Mechanisms of IVIG Protection in Viral Encephalitis
Cantin, Edouard M.   
City of Hope/Beckman Research Institute, Duarte, CA, United States

C57BL/6 (B6) mice are genetically resistant to fatal HSV encephalitis (HSE) compared to 129S6 (129) and BALB/c that are susceptible. We have shown that fatal HSE in 129 mice results from hyper-inflammatory responses involving macrophages and neutrophils and that acyclovir which inhibits HSV replication is largely ineffective in protection against HSE. B6-Rag mice lacking B and T cells are more resistant than 129-Rag that are only slightly more susceptible than 129 wild type (wt) mice. We report that a single dose of pooled human immunoglobulin (IVIG) given at 24 h post infection (PI) completely protected wild type 129 mice from fatal HSE. IVIG protected virtually all B6-Rag mice, while 129-Rag mice were not protected even when given multiple doses of IVIG or IVIG supplemented with acyclovir (ACV). We suggest that the mechanism(s) of IVIG protection differs fundamentally in B6 and 129 mice and further, that a cell type absent in Rag mice is required for long-term protection akin to that seen in IVIG treated wt 129. We propose a two-component model for IVIG protection involving a mechanism to suppress inflammation and a mechanism to suppress HSV replication in neurons;both mechanisms are operative in 129 mice whereas only the second mechanism is operative in B6 mice. We hypothesize that IVIG activates a 'sensor'DC that in turn modulates innate effector cells (macrophages and monocytes) either directly of via induced regulatory T cells (Tregs) to achieve controlled inflammatory responses that control infection without bystander immune pathology.
Our Specific Aims are designed to test the hypothesis proposed to explain IVIG's anti-inflammatory activity.

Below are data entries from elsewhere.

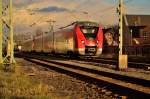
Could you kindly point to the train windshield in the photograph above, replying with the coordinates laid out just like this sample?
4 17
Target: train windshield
89 32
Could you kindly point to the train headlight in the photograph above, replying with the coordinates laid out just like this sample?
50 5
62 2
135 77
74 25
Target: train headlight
83 42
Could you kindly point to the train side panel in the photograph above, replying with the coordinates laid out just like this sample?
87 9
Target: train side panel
63 41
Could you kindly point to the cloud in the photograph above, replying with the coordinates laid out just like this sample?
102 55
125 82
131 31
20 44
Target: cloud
52 9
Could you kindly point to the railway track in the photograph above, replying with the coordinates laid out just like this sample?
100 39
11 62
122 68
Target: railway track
122 83
114 63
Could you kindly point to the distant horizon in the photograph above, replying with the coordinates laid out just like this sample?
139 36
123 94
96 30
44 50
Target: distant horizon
27 12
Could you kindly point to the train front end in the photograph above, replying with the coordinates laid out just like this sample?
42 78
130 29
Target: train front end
89 38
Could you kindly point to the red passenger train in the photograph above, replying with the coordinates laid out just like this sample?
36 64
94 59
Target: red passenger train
80 38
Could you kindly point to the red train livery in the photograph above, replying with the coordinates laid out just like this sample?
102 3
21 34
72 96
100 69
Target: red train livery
80 38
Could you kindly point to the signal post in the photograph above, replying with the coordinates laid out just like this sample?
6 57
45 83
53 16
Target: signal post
1 34
123 59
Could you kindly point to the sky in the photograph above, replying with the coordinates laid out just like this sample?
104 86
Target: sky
64 12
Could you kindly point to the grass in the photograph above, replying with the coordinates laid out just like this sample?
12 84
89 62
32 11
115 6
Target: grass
17 85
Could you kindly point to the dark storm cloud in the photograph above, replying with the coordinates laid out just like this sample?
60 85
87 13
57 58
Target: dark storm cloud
52 9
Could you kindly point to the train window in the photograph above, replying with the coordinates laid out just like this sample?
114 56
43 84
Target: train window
89 32
135 32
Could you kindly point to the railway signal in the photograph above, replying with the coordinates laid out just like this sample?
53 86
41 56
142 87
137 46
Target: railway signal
1 34
9 59
122 65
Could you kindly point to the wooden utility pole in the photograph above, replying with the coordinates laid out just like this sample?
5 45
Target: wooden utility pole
9 59
1 34
123 59
12 60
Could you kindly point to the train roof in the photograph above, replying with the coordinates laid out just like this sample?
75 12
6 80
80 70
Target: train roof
87 23
82 23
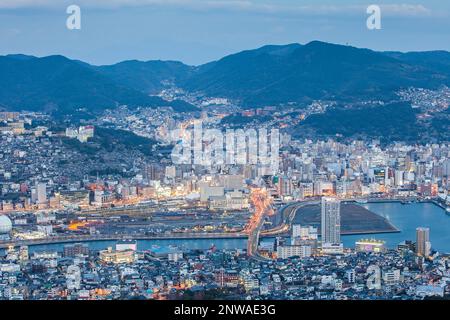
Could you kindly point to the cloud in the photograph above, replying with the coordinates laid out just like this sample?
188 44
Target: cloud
251 6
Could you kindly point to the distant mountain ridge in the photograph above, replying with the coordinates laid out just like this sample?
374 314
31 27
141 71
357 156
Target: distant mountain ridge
270 75
58 84
317 70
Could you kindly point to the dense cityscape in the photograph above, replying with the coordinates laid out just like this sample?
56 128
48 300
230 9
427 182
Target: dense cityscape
284 154
60 185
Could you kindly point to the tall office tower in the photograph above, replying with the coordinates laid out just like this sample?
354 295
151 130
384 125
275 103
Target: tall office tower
331 220
423 244
41 193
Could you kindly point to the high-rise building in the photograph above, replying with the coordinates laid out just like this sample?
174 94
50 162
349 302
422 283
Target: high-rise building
331 220
423 244
41 189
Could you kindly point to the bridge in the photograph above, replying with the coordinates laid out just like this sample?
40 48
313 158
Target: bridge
113 237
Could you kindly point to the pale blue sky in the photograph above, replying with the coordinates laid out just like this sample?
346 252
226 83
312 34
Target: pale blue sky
198 31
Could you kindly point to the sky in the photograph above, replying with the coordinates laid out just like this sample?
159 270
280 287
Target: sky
200 31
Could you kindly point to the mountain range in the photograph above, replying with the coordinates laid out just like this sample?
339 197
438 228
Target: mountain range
271 75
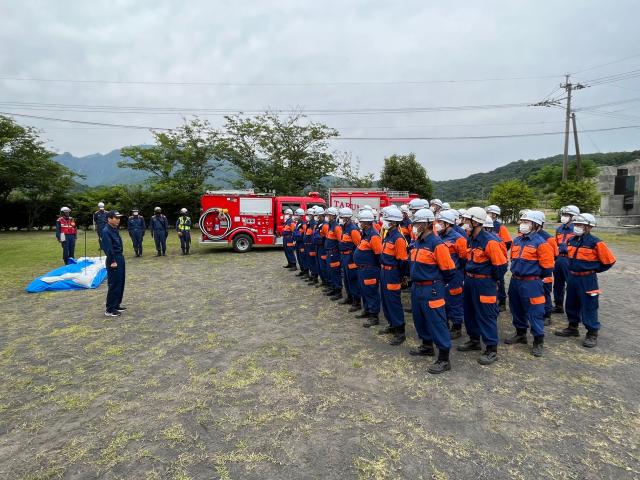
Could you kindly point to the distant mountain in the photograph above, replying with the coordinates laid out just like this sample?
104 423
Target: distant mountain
479 185
99 169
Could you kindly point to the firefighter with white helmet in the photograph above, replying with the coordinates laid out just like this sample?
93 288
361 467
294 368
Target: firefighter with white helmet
183 227
367 258
66 232
486 265
501 231
348 242
431 269
531 261
564 233
588 256
287 239
334 234
394 268
454 293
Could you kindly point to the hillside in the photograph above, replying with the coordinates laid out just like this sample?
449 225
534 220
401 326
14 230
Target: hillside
479 185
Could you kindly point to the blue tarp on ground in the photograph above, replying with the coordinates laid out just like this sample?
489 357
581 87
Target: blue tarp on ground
83 273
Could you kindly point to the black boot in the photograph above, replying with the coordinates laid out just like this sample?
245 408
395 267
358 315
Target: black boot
519 337
424 350
398 336
442 364
371 320
489 356
591 340
470 345
538 343
570 331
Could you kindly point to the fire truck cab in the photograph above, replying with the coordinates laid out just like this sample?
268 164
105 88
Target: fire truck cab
243 218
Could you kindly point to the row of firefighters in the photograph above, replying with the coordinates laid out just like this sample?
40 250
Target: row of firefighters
67 230
455 262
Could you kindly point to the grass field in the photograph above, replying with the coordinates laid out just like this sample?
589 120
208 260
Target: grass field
226 366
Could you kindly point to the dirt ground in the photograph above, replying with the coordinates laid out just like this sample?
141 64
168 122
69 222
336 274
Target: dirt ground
226 366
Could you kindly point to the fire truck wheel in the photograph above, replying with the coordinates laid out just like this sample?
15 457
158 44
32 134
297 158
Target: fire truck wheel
242 243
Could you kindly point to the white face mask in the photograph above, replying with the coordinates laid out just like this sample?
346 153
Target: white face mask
524 228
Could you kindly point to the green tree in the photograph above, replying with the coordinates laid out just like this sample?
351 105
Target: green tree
512 196
582 193
404 172
282 154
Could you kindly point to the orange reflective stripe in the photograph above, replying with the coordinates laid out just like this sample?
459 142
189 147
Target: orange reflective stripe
489 299
537 300
436 303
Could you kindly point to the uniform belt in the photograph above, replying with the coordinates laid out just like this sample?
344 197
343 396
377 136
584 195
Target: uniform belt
583 274
476 275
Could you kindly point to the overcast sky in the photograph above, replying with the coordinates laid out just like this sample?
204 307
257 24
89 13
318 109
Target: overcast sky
321 47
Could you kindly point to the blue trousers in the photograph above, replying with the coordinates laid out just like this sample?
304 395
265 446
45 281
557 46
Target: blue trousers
390 284
454 297
429 314
350 276
369 277
68 248
481 310
560 279
582 301
115 282
527 303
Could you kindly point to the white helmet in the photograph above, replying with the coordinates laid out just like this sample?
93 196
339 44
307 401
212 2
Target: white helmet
424 215
533 216
345 212
493 209
392 214
585 219
448 216
365 216
570 210
477 214
331 211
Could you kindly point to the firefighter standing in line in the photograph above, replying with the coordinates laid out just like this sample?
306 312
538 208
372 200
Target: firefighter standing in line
112 244
454 293
287 240
66 232
99 222
159 226
564 233
588 256
531 261
486 265
393 268
348 243
136 227
431 269
183 227
501 231
367 257
298 232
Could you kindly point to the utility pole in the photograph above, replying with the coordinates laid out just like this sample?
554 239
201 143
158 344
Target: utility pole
575 140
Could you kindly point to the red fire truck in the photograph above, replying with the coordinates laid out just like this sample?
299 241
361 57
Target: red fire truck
243 218
356 198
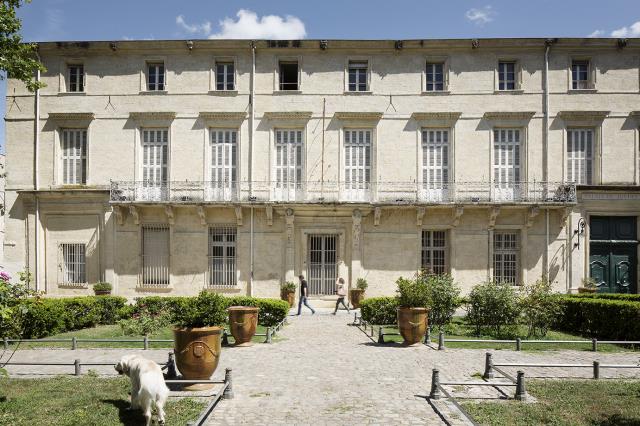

The mechanism whereby IVIG suppresses HSV replication will be studied in a separate application.
In Aim 1, the inflammatory response to HSV will be characterized in untreated and mice treated with IVIG or its derivatives (sialylated IgG, antibody subclasses, etc). IVIG effects on survival, virus load, lesion formation will be assessed and additionally, biodistribution of IVIG will be compared in mock and HSV infected WT 129 and 129/B6-Rag.
In Aim 3, the IVIG 'sensor'cells (sDC) will be identified using an adoptive transfer strategy, it's role in protection will be investigated, including induction of Tregs and modulation of expression of Fc?Rs, cytokines, chemokines and their receptors in hematopoietic cells to define the anti-inflammatory mechanism(s) of IVIG in this model of viral encephalitis caused by excessive inflammation. Results from studies done thus far suggest IVIG will be useful for treating HSE and other immune mediated HSV diseases such as herpes stromal keratitis (HSK). Results from studies proposed here will uncover the mechanisms of suppression of neuroinflammation revealing the potential for application of IVIG to treat a broad spectrum of CNS inflammatory diseases.

Public Health Relevance

Herpes simplex virus (HSV) is widely distributed in the human population as result of its ability to cause latent infections and subsequently reactivate leading to further spread. HSV is the major cause of sporadic encephalitis, which despite treatment with antiviral drugs is still associated with high mortality (~20%) and serious neurological sequelae in many survivors. HSV infections are particularly dangerous in immunosuppressed individuals and neonates with compromised immunity. We have shown convincingly that fatal HSV encephalitis (HSE) in susceptible 129S6 mice results from pathogenic inflammatory responses. Most importantly, treatment of 129 infected mice with pooled human IgG (IVIG) totally protected the mice from death. IVIG treatment also protected >80% of resistant C57BL/6 (B6) Rag mice that lack B&T cells but it failed to protect 129-Rag mice even when multiple doses of IVIG or IVIG supplemented with acyclovir (ACV) were given. This unexpected result shows that genetic factors determine the efficacy of IVIG treatment and our unique model will allow us to dissect the mechanism(s) of IVIG protection in mice with different genetic backgrounds, including Rag mice representative of immunocompromized individuals. Results from these studies will be important for making the case for IVIG as a treatment for neuroinflammatory diseases including encephalitis caused by HSV and other viruses like West Nile virus that are potential bioterrorism agents.